Just on a point of clarity. DefaultMask is returning the mask associates
with the network class. RFC1918 specifies a bunch of class A,B and C
networks for private use. E.g. 192.168/16 is a set of 256 class C networks.
The correct netmask for one of those class Cs is 255.255.255.0 (/24). So
the function returns the correct thing by the RFC.


On Sun, 3 Mar 2019, 15:57 John Dreystadt, <jdreyst...@gmail.com> wrote:

> Looking at RFC 1918 (which defined the non-routeable address ranges), it
> says that 10.0.0.0 has a 10/8 prefix which matches what DefaultMask()
> returns as a mask. But 192.168.0.0 returns FFFFFF00 while the RFC says that
> it should have a 192.168/16 prefix (FFFF0000) . And 17.16.0.0 returns
> FFFF0000 while the RFC says that it should have a 17.16/12 prefix
> (FFF00000). I also don't see the use case for this function. If this is an
> IP address associated with the current machine, the code should be walking
> the net interfaces and getting the mask from the OS. If this is an IP
> address associated with some other machine, why do you need an IP mask? In
> all of my years programming on the Internet, I never needed to know the
> mask of a remote machine.
>
> On Saturday, March 2, 2019 at 6:07:22 PM UTC-5, Louki Sumirniy wrote:
>>
>> The function is really just looking up the IP prefixes of the
>> non-routeable address ranges. It has nothing to do with CIDR, it is for
>> generating a sane default mask when the user has not specified the mask.
>>
>> It most definitely should not be deprecated, as these nonrouteable
>> addresses are definitely not deprecated, and CIDR is an extension, not a
>> replacement, for IPv4 subnet specification, to give administrators more
>> flexibliity when configuring multiple address ranges in a fairly large
>> intranet.
>>
>> On Saturday, 2 March 2019 22:32:28 UTC+1, John Dreystadt wrote:
>>>
>>> I am new to Go so feel free to point out if I am breaking protocol but I
>>> ran into the function DefaultMask() in the net package and did some
>>> research. This function returns the IPMask by assuming that you are using
>>> IP class A, B, and C addresses. But this concept is from the early days of
>>> the Internet, and was superseded by CIDR in 1993. See
>>> https://en.wikipedia.org/wiki/Classless_Inter-Domain_Routing for the
>>> history here. I looked around both this group and on Stack Overflow to see
>>> what people had posted about this function. The only reference in
>>> golang-nuts was to someone using this call to decide if an address was IPv4
>>> or not. As the last posting on that thread pointed out, you can use To4()

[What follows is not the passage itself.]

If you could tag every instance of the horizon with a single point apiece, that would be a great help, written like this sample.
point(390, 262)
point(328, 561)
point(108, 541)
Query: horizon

>>> for the same purpose (since DefaultMask actually calls To4). The only
>>> reference on Stack Overflow was someone using it to get the "Next IP
>>> address". Sorry but I don't understand what he was doing. If you want the
>>> IPMask for 127.0.0.1, you can just get that interface and get the mask that
>>> way. I even tried Google for "golang DefaultMask" and only found hits about
>>> non network things. So I don't believe that this function is useful today
>>> and should be deprecated, maybe with a message about using To4() if you
>>> just want to see if an address is IPv4.